The first to arrive at the funeral, I had been asked to do something for the Parker family that I knew was very important. Mrs. Parker had asked me to ensure no one took any pictures of her husband as they had done at Bruce Lee's funeral. Mr. Parker's black belts were positioned in various critical areas and instructed that if anyone took a picture the camera was not to leave the room under any circumstance.
During the viewing, it was extremely difficult watching some of the biggest, baddest fighters in the world breakdown in tears as they paid respect to Mr. Parker. Tears rolled down my cheeks when I saw Mr. Parker, resting so peacefully, in his casket, his hair neatly combed and his right hand neatly folded over his left hand at the waist. This took almost 4 hours and we finally had to close the door to start the services.
At that funeral as all of Mr. Parker's Kenpo Karate family assembled we saw another large group in attendance that none of were aware of. Later we found out they were church members from his congregation. We all learned that day that as well known as Mr. Parker was in Kenpo Karate, he was also well known among church members.
It was so interesting to me it was almost like a man who lived two lives. I never thought the same about Mr. Parker after that day. I was a little unhappy because I did not know that side of him very well, but I see through the years that there was much more to Mr. Parker than 10th degree black belt and I wanted what he had. I really respected that he never smoke or drank anything, he would have to get real mad to use any four letter words and most of all the man truly loved his family. I really respected that and I wanted to be like him. He taught me so much in all those years but I have learned much more about life since his passing.
I have so many questions for him and our Lord, Jesus Christ, when I get on the other side. By no means, am I trying to parallel their lives for Mr. Parker had many human flaws. Although Mr. Parker was far from perfect, he loved the Lord and tried to follow him. Mr. Parker was a missionary without realizing it. The full extent of his influence for good throughout the world may never be fully realized but his impact is immediately apparent in the Kenpo Karate world.
Another thing that really impressed me at the funeral service was how his children could go up in front of thousands of people in the church and talk about their dad. I wanted what the Parker family had. Each Parker child that spoke made me cry. I had to move so that no one would see me. Little did I know that most of the people in the church were crying also. I learned from Mr. Parker and my Kenpo brothers, how to fight any man and never be afraid but the true battle in life is not against man for our enemy is not flesh and blood but we wrestle against principalities, against powers, against the rulers of the darkness of this world, again spiritual wickedness in high places. Ephesians 6:12.
This was it! This was the final chapter of Mr. Ed Parker, death had overcome his body but Ed Parker knew as he discussed many times with Elvis, that death was a re-birth into another sphere of learning and development and that he had read about it. They had often spoken of the body, no more than a robe that clothed a spirit. Now, Mr. Parker's body was before us and he had experienced this transformation, he had returned from the mortal to the spiritual. His mortal body was now disrobed from his spirit.

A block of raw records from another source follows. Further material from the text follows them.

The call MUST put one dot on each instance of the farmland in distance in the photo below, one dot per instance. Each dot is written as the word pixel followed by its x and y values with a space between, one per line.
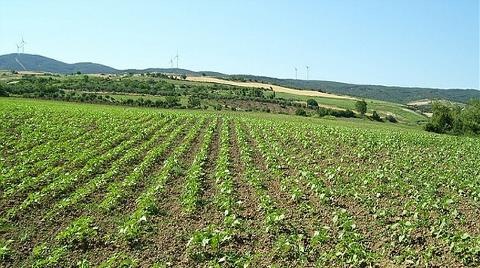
pixel 107 186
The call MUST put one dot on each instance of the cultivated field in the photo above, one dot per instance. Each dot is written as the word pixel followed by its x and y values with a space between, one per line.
pixel 89 185
pixel 275 88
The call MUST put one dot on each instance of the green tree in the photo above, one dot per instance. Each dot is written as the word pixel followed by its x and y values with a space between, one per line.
pixel 193 102
pixel 300 112
pixel 3 92
pixel 172 101
pixel 311 103
pixel 361 107
pixel 442 119
pixel 375 116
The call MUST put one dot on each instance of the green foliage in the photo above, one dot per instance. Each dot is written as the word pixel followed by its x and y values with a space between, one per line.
pixel 119 260
pixel 361 107
pixel 376 117
pixel 3 92
pixel 391 118
pixel 80 231
pixel 6 251
pixel 311 103
pixel 193 102
pixel 300 112
pixel 322 111
pixel 448 118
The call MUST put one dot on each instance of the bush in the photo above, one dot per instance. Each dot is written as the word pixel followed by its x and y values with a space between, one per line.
pixel 454 119
pixel 391 118
pixel 301 112
pixel 337 113
pixel 361 107
pixel 376 117
pixel 311 103
pixel 3 92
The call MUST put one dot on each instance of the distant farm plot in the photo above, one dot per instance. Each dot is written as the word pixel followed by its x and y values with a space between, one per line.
pixel 90 185
pixel 268 86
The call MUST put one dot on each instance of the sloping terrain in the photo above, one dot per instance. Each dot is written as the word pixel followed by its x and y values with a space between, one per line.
pixel 101 186
pixel 275 88
pixel 387 93
pixel 28 62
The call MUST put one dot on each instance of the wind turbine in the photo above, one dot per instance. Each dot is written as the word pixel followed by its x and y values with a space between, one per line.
pixel 22 45
pixel 176 57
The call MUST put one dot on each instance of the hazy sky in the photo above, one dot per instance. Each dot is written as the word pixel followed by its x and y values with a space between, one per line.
pixel 432 43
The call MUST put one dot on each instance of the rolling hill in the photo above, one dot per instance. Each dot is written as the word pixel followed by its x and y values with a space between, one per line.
pixel 396 94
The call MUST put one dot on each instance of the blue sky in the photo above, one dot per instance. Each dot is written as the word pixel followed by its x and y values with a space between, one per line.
pixel 432 43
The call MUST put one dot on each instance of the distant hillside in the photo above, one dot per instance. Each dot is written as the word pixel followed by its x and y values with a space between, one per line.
pixel 39 63
pixel 386 93
pixel 404 95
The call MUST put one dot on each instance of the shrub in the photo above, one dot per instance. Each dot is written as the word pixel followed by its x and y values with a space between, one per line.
pixel 301 112
pixel 391 118
pixel 311 103
pixel 375 116
pixel 361 107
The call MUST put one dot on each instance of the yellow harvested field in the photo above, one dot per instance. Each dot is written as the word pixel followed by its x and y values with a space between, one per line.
pixel 268 86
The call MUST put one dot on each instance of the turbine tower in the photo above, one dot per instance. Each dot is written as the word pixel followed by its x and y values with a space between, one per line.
pixel 176 57
pixel 22 45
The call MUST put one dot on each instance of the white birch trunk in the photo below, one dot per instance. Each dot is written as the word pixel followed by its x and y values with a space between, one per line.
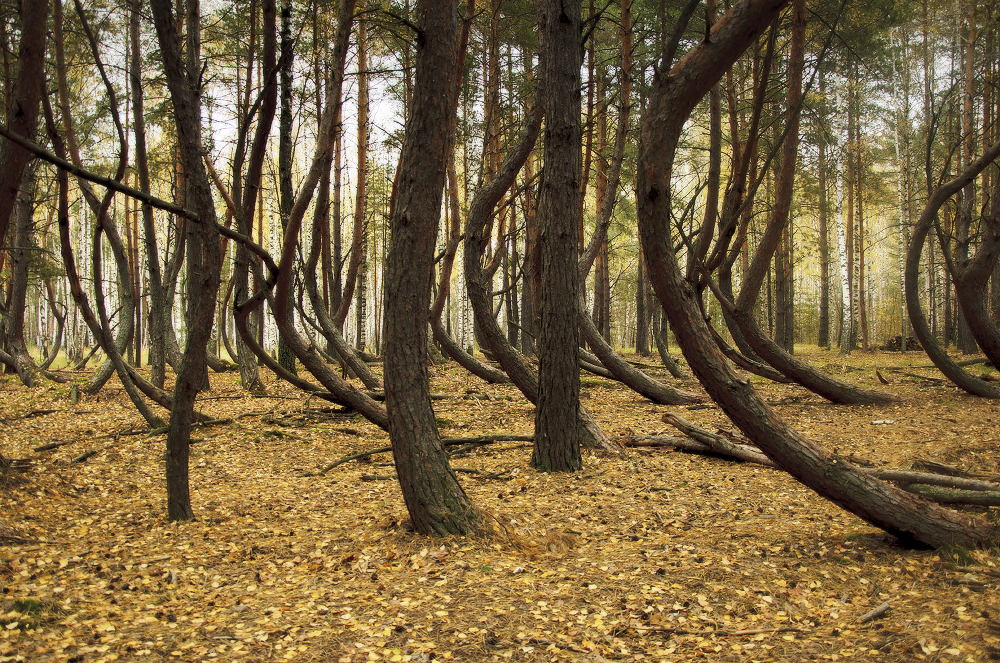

My turn is yet to come, time would place me in the same realm that Mr. Parker was now in. He no longer had to suffer the frailties of the flesh. No more hardships, no more worries, it was all behind him. As I prepare to leave, I bid him farewell, saying in my mind, that we would meet again, when my time comes.
This day was to write an end to an illustrious era that had lasted for more than four decades. As the service concluded at the church, my car was the first car behind the Parker family car. I made it a point to be as close to them as I could for the entire day. We arrived at the cemetery and I think the line of cars went all the way from the church to the burial site.
When we finally got to the gravesite I found myself standing and supporting Mr. Parker's brother Joe, watching my friend carrying Mr. Parker to the gravesite. We stood there; two grown men crying openly both hoping the tears would release the tension and settle our emotions. The service at the gravesite was fairly brief and ended with all of us giving him one final salute and bow to our teacher and dear friend. I thought of a song “I'll remember you” by Don Ho. I choked with emotion.